And Shorts? They suffered from the nationalization of most British aviation companies in the 1950’s and 1960’s. The firm produced some useful twin-engined light transports in the 1970’s and 1980’s, as well as manufacturing the Brazilian Tucano training aircraft under license for the RAF. It also developed a series of short-range ground-to-air missiles. Today it’s owned by a Canadian aerospace company, Bombardier, and makes aircraft parts for them. It’s based in Northern Ireland, and is that province’s largest manufacturing concern.

Peter

5 comments

  1. A fascinating read, Peter. Modern airliners are a very pragmatic solution to the problem of getting from A to B, but doing it in flying boats with lousy nav aids and recalicatrant radial engines makes for much better stories.

    Jim

  2. Fantanstic post Peter! I knew about Pan Am, but not about the Shorts. Thanks for a very interesting compilation!

  3. A truly excellent effort, Peter. I'm very glad to see you revisiting your superb Weekend Wings series, and hope you'll continue it as frequently as convenient.

    [I'm fully cognizant of the effort needed to research, write, and polish a lengthy and historic article. I'd bet this one was in preparation for, what? A month?]

    Anyway, thanks for providing information that I otherwise would likely have missed.
    Best,
    JPG

  4. The initial BOAC request called for a biplane and it was only at Shorts suggestion that a monoplane be built. Unlike the DC-3, the competition to the Empire boats were not other aircraft or trains but ships so even a slow aircraft was an improvement and comfort was more important than more seats since the passengers would be in the aircraft for a long time.
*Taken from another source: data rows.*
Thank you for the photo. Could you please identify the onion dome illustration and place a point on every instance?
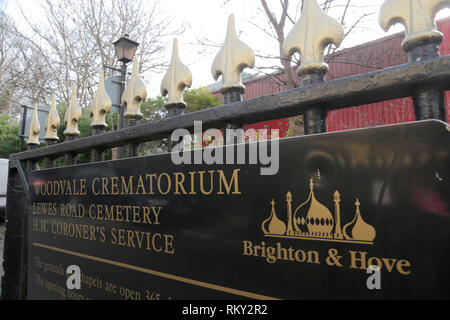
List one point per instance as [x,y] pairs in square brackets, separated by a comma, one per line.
[358,229]
[318,220]
[275,225]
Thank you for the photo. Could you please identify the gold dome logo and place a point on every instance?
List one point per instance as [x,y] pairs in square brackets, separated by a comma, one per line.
[313,221]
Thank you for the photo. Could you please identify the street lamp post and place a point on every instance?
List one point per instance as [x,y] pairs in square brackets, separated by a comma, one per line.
[125,51]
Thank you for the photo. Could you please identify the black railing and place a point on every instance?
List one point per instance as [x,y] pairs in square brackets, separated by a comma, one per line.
[391,83]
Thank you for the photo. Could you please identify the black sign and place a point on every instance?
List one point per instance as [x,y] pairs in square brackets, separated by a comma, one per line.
[145,228]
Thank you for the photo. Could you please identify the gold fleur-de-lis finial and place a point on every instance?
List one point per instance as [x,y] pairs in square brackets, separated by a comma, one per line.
[100,106]
[52,124]
[72,116]
[418,18]
[232,59]
[35,128]
[176,79]
[134,94]
[312,33]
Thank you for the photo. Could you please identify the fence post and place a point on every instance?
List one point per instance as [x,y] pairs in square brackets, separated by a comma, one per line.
[421,43]
[313,32]
[134,94]
[33,139]
[230,62]
[176,79]
[71,119]
[14,279]
[51,128]
[100,106]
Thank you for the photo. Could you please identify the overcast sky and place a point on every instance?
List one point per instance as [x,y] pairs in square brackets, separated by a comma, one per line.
[207,20]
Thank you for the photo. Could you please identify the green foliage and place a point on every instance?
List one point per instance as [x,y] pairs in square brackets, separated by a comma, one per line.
[9,136]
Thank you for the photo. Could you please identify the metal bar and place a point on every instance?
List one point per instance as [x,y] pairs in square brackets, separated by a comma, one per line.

    18 of the Empires survived to be scrapped postwar, despite losses due to enemy aircraft and pilot error, many with between 10 and 15 thousand hours on the airframes.
    The choice for using a flying boat had little to do with a lack of reliability but rather to do with fuel. The necessary airfields would have been built had they been required (under the justification of potential RAF use) but when BOAC was costing the run, they discovered that the cost of transporting thousands of tin cans of fuel from the ships that delivered them to the airfields located away from moorages negated the economic advantages of using landplanes. This was partially predicated on the route being broken into fairly short legs and the later removal of many of these stops (with later much faster aircraft) reduced this cost considerably.

    The principle handicap seaplanes operate under is not the weight and drag but the surface of the water – if it is either too smooth or too rough, a landing becomes extremely hazardous and at least one Empire boat was lost from smooth water (Coogee), and another (Cavalier) from landing in heavy swells. From what I have read of the internal decisions both BOAC and PanAm moved away from seaplanes because of this problem even more so than the availability of airfields.

  5. I didn't see any mention of the four-engined flying boats which regularly landed on the Zambezi near Livingstone. The local boat club still uses the hard-standing built for the aircraft to launch their boats!